Approximating identity-by-descent matrices using multiple haplotype configurations on pedigrees

Abstract

Identity-by-descent (IBD) matrix calculation is an important step in quantitative trait loci (QTL) analysis using variance component models. To calculate IBD matrices efficiently for large pedigrees with large numbers of loci, an approximation method based on the reconstruction of haplotype configurations for the pedigrees is proposed. The method uses a subset of haplotype configurations with high likelihoods identified by a haplotyping method. The new method is compared with a Markov chain Monte Carlo (MCMC) method (Loki) in terms of QTL mapping performance on simulated pedigrees. Both methods yield almost identical results for the estimation of QTL positions and variance parameters, while the new method is much more computationally efficient than the MCMC approach for large pedigrees and large numbers of loci. The proposed method is also compared with an exact method (Merlin) in small simulated pedigrees, where both methods produce nearly identical estimates of position-specific kinship coefficients.
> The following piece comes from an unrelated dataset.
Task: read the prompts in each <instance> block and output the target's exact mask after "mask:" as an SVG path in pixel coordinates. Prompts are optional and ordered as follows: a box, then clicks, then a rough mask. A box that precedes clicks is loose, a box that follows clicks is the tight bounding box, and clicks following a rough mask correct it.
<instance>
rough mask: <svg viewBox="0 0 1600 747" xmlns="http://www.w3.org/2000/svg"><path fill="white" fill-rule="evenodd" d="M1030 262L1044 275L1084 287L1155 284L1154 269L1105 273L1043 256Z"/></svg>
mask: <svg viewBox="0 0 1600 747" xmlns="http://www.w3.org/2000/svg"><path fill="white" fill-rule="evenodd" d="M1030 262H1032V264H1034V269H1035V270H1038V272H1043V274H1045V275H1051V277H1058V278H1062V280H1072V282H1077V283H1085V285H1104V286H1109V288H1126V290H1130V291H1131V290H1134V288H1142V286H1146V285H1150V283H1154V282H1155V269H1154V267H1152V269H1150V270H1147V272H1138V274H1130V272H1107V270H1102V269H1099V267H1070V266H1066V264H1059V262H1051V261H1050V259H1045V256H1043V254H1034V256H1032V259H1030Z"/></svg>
The new method can be used for fine mapping with joint linkage disequilibrium and linkage analysis, which improves the power and accuracy of QTL mapping.

Figure 1.

Average test statistic (log LR) profiles over 50 replicated pedigrees of size 470–500, with 10 biallelic markers, intermarker distance of 5 cM, true QTL position at 22.5 cM, and QTL variance at 10% of the trait variance. IBD matrices were calculated in three ways: “New1” and “New2,” which denote the proposed method with λ = 0.65, α = −0.3, and n_s = 50 and with λ = 0.90, α = −1.0, and n_s = 50, respectively, and “Loki,” which represents use of the Loki software with 100,000 iterations. See main text for explanation of control parameters λ, α, and n_s.

Figure 2.

Test statistic (log LR) profile for a pedigree of 1024 individuals, with 50 biallelic markers, intermarker distance of 1 cM, true QTL position at 24.5 cM, and QTL variance at 18% of the trait variance. IBD matrices were calculated with the proposed method using control parameter values of λ = 0.65, α = −0.3, and n_s = 50.

Figure 3.

Test statistic (log LR) profiles obtained using the new IBD matrix calculation method with different values of control parameters λ, α, and n_s for a single pedigree. The pedigree had 483 individuals with 10 biallelic markers, true QTL position at 22.5 cM, and intermarker distance of 5 cM. A denotes the profile of log LR with λ = 0.65, α = −0.3, and n_s = 50; B, the profile with λ = 0.65, α = −0.3, and n_s = 1000; C, the profile with λ = 0.90, α = −1.0, and n_s = 50; and D, the profile with λ = 0.90, α = −1.0, and n_s = 1000.

Figure 4.

Average test statistic (log LR) profiles over 50 replicated pedigrees of size 480–510, with 20 biallelic markers, intermarker distance of 1 cM, true (biallelic) QTL position at 9.5 cM, and QTL variance at 10% of the trait variance. IBD matrices were calculated with the proposed method incorporating linkage disequilibrium. New1 denotes the new IBD matrix method with λ = 0.65, α = −0.3, and n_s = 50; New2 has λ = 0.90, α = −1.0, and n_s = 50; and New3 has λ = 0.90, α = −1.0, and n_s = 1000.